How To Pop Your Knee
How To Pop Your Knee or Crack Your Knee Back Into Place
Every once in a while, my right knee will start to feel stiff and feel as though it needs to be "cracked" back into place. It feels as though it's slightly misaligned and all I need to do is pop it back into place. I don't think that this sensation is caused by an injury because it doesn't hurt, but it just doesn't feel right. For anyone who has dealt with this issue, you understand the desire to pop it. Here is how to pop your knee safely!
The scary part about cracking or popping your knee, is that the knee is one of the most complex joints in the body. We use it so much that it's no wonder there is pain in that area (which happens to 1 in 5 people), according to the American Academy of Pain Medicine
Method #1: Ballet Squats or Plies for Knees
- Start in with your heels together, toes apart, legs straight.
- Slowly bend knees as far as possible while keeping heels on the floor and tracking knees over toes. Straighten back by spiraling inner thigh muscles forward and engaging the glutes.

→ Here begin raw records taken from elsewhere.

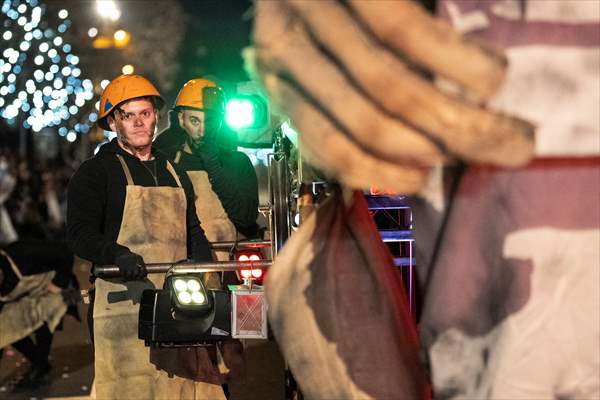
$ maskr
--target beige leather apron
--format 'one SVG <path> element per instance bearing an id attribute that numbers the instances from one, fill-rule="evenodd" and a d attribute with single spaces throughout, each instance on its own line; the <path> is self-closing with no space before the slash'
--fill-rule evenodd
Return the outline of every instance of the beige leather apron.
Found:
<path id="1" fill-rule="evenodd" d="M 67 305 L 60 293 L 48 292 L 48 283 L 54 278 L 54 271 L 23 276 L 12 258 L 0 250 L 7 258 L 15 275 L 17 286 L 0 301 L 6 303 L 0 311 L 0 348 L 29 336 L 44 323 L 51 332 L 67 311 Z"/>
<path id="2" fill-rule="evenodd" d="M 127 178 L 123 220 L 117 242 L 146 263 L 186 258 L 186 197 L 172 165 L 167 169 L 178 187 L 134 184 Z M 98 399 L 224 399 L 219 385 L 182 378 L 197 368 L 194 349 L 152 349 L 138 339 L 139 302 L 144 289 L 162 288 L 163 274 L 144 281 L 96 280 L 94 303 L 95 392 Z M 186 354 L 190 357 L 185 357 Z M 187 371 L 189 372 L 189 371 Z"/>
<path id="3" fill-rule="evenodd" d="M 189 146 L 186 144 L 184 151 L 190 153 Z M 181 151 L 178 151 L 174 162 L 179 163 Z M 237 239 L 237 232 L 233 222 L 229 219 L 227 212 L 223 208 L 219 196 L 212 190 L 208 173 L 206 171 L 186 171 L 196 194 L 196 214 L 200 220 L 200 226 L 209 242 L 229 242 Z M 227 250 L 215 251 L 217 260 L 228 261 L 229 252 Z M 208 276 L 207 276 L 208 275 Z M 205 274 L 205 282 L 208 287 L 219 288 L 220 283 L 216 284 L 214 279 L 218 279 L 217 273 Z"/>

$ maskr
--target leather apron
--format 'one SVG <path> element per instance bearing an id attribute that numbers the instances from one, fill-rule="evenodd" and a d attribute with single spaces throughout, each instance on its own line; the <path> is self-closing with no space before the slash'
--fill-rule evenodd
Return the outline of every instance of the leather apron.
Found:
<path id="1" fill-rule="evenodd" d="M 173 166 L 167 162 L 177 187 L 143 187 L 134 184 L 123 157 L 117 158 L 127 178 L 117 243 L 140 254 L 146 263 L 185 259 L 187 203 Z M 198 367 L 194 349 L 150 350 L 138 339 L 142 292 L 162 288 L 164 278 L 164 274 L 152 274 L 144 281 L 96 279 L 94 386 L 98 399 L 225 398 L 219 385 L 189 379 Z M 181 371 L 186 367 L 192 371 L 184 375 Z"/>
<path id="2" fill-rule="evenodd" d="M 7 253 L 0 250 L 0 256 L 8 260 L 19 278 L 10 293 L 0 296 L 0 301 L 6 303 L 0 311 L 0 348 L 29 336 L 44 323 L 54 332 L 67 311 L 61 294 L 47 289 L 55 272 L 23 276 Z"/>
<path id="3" fill-rule="evenodd" d="M 185 144 L 183 151 L 186 151 L 187 153 L 191 152 L 187 143 Z M 175 164 L 179 163 L 180 158 L 181 150 L 175 155 Z M 223 204 L 221 203 L 219 196 L 217 196 L 217 194 L 212 190 L 212 186 L 208 180 L 208 173 L 206 171 L 186 172 L 190 178 L 190 181 L 192 181 L 192 185 L 194 186 L 194 193 L 196 194 L 196 214 L 198 215 L 200 226 L 202 226 L 208 241 L 229 242 L 237 240 L 237 231 L 235 226 L 223 208 Z M 219 261 L 229 260 L 228 250 L 215 251 L 215 255 Z M 218 274 L 205 274 L 205 281 L 208 287 L 220 287 L 220 283 L 215 286 L 215 283 L 213 282 L 215 276 L 218 277 Z"/>

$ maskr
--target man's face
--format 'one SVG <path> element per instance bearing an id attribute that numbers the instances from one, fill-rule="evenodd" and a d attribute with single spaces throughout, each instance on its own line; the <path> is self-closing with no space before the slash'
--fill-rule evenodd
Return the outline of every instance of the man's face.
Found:
<path id="1" fill-rule="evenodd" d="M 199 143 L 206 132 L 206 114 L 204 111 L 182 110 L 177 116 L 179 126 L 187 132 L 192 142 Z"/>
<path id="2" fill-rule="evenodd" d="M 114 118 L 108 118 L 108 125 L 117 132 L 119 141 L 135 149 L 152 144 L 156 123 L 156 110 L 147 99 L 130 100 L 115 110 Z"/>

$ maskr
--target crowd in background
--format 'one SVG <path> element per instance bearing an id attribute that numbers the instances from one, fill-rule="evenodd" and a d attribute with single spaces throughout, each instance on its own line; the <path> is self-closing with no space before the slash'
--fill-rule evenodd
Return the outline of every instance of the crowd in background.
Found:
<path id="1" fill-rule="evenodd" d="M 74 162 L 0 148 L 0 245 L 17 239 L 65 238 L 66 186 Z"/>

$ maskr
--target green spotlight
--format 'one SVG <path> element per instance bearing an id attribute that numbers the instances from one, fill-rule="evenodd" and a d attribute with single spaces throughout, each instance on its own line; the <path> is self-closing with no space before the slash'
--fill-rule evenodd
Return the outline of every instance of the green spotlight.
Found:
<path id="1" fill-rule="evenodd" d="M 232 129 L 250 128 L 256 121 L 257 105 L 249 98 L 232 98 L 225 107 L 225 123 Z"/>

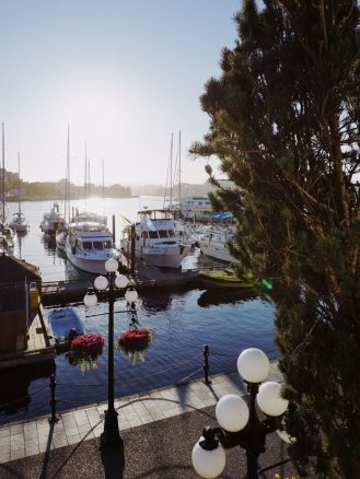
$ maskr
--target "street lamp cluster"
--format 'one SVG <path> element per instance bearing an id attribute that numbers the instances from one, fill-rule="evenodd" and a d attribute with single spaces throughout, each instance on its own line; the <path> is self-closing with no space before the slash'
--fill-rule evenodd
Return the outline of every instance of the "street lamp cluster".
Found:
<path id="1" fill-rule="evenodd" d="M 193 465 L 199 476 L 209 479 L 220 476 L 225 467 L 224 449 L 241 446 L 246 451 L 246 479 L 258 477 L 257 459 L 265 452 L 266 435 L 279 429 L 289 405 L 280 396 L 279 383 L 263 383 L 269 369 L 269 360 L 259 349 L 249 348 L 240 354 L 237 371 L 247 384 L 248 405 L 232 394 L 219 400 L 216 417 L 221 428 L 205 428 L 193 449 Z M 257 416 L 255 401 L 265 414 L 263 421 Z M 279 435 L 288 439 L 286 434 Z"/>
<path id="2" fill-rule="evenodd" d="M 116 259 L 109 258 L 105 262 L 106 276 L 100 276 L 94 280 L 97 294 L 108 301 L 107 410 L 105 411 L 104 432 L 101 435 L 101 446 L 104 449 L 119 447 L 123 444 L 117 422 L 118 414 L 114 408 L 114 303 L 118 297 L 125 297 L 133 313 L 138 299 L 138 293 L 129 279 L 124 274 L 117 274 L 118 266 Z M 88 307 L 97 304 L 95 291 L 88 291 L 84 304 Z"/>

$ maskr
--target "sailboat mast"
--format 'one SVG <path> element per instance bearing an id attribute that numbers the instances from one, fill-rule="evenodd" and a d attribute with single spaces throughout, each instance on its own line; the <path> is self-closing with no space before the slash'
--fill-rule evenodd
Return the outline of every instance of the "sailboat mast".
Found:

- Move to 2nd position, hips slightly wider than hip-width, toes pointing out, legs straight.
- Slowly bend knees as far as possible while keeping heels on the floor and tracking knees over toes. Return to start.
Method #2: Chair Pose (Yoga Move) for Knees
The pose: Standing with feet and legs together and chest lifted, sit back and down (as if you were sitting in a chair). Keep weight in heels and raise arms up through fingers. Hold for 10-30 seconds, repeat 3-5 times.
Method #3: Knee Bends
- Start with your feet hip-distance apart.
- Step one leg back, bend your knees, and HOLD. Your front foot is pressing evenly into the floor. Your front knee is over the ankle. Your back knee is underneath your hip. Both hip points are pointing perfectly forward, and your shoulders are stacked over your hips. Your spine is long, and your shoulders are wide and down your back. Now that you’ve set it up properly, you’re ready to move.
Method 4: Figure Four Stretch
- Lie on your back.
- Cross your left foot over your right quad, and bend your right knee.
- Grab the back of your right leg and gently pull it toward your chest. (Make sure you are flexing your foot, to protect your knee)
- When you feel a comfortable stretch, hold there.
- Switch sides and repeat.
Here's a Youtube video on the proper way to do a Figure Four Stretch:
Make sure that you aren't suffering from an ACL, Meniscus injury, or that you don't have something seriously wrong with your joint. I am not a doctor and you should consult your doctor before doing anything recommended in this article.